III. Res Judicata and Collateral Estoppel
By his first issue, Dr. Pisharodi contends the trial court erred in granting summary judgment on the basis of res judicata and collateral estoppel. Because res judicata and collateral estoppel are affirmative defenses, see TEX. R. CIV. P. 94, the issue on appeal is whether appellees met their burden of establishing that they were entitled to judgment as a matter of law by affirmatively establishing each element of res judicata or collateral estoppel. See id. at rule 166a(c); Sw. Elec., 73 S.W.3d at 215. We will examine appellees' claim of res judicata first; then, if necessary, we will examine their claim of collateral estoppel. Williams v. Nat'l Mortgage Co. 903 S.W.2d 398, 402 (Tex.App.-Dallas 1995, no pet.) (citing Jeanes v. Henderson, 688 S.W.2d 100, 103 (Tex. 1985)).
Appellees present their res judicata argument only as to Drs.

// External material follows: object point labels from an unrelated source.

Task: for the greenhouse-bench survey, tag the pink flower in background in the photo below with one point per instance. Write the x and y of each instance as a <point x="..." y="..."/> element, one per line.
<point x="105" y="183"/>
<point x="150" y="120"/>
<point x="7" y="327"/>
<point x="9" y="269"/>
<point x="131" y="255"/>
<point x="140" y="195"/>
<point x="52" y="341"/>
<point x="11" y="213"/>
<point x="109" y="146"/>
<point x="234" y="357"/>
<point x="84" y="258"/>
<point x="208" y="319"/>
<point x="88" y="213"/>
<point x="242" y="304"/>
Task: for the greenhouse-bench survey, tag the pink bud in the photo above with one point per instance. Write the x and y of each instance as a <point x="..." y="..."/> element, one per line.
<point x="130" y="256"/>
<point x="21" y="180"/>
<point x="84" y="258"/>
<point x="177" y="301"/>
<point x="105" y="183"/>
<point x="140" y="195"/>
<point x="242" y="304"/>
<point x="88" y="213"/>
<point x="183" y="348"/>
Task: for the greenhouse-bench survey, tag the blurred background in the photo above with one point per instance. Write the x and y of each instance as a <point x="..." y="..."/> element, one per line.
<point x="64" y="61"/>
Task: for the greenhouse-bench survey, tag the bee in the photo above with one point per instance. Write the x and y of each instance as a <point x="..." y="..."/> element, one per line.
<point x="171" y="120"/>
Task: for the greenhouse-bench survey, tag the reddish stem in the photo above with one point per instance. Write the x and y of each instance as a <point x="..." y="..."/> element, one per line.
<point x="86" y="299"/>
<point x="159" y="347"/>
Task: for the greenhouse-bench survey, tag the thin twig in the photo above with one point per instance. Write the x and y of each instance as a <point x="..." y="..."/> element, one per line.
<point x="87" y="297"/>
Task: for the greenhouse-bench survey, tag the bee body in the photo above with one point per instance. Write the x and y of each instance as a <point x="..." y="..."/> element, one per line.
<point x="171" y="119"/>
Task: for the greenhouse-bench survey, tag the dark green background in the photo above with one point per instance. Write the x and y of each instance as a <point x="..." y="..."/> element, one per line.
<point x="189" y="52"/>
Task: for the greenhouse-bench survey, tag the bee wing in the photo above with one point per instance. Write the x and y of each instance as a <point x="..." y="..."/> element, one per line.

Betancourt, Hansen, and Six.
Res judicata precludes claims by parties on matters actually litigated in a previous suit, as well as "`causes of action and defenses which arise out of the same subject matter and which might have been litigated in the first suit.'" Barr v. Resolution Trust Corp., 837 S.W.2d 627, 630 (Tex. 1992) (quoting Tex. Water Rights Comm'n v. Crow Iron Works, 582 S.W.2d 768, 771 72 (Tex. 1979)). The party claiming res judicata must establish the following: (1) a prior and final judgment on the merits by a court of competent jurisdiction; (2) identity of the parties or those in privity with them; and (3) a second action based on the same claims as were raised or could have been raised in the first action. Amstadt v. U.S. Brass Corp., 919 S.W.2d 644, 652 (Tex. 1996). When a federal opinion bars a state case, federal standards of res judicata apply. San Antonio Indep. Sch. Dist. v. McKinney, 936 S.W.2d 279, 281 (Tex. 1996).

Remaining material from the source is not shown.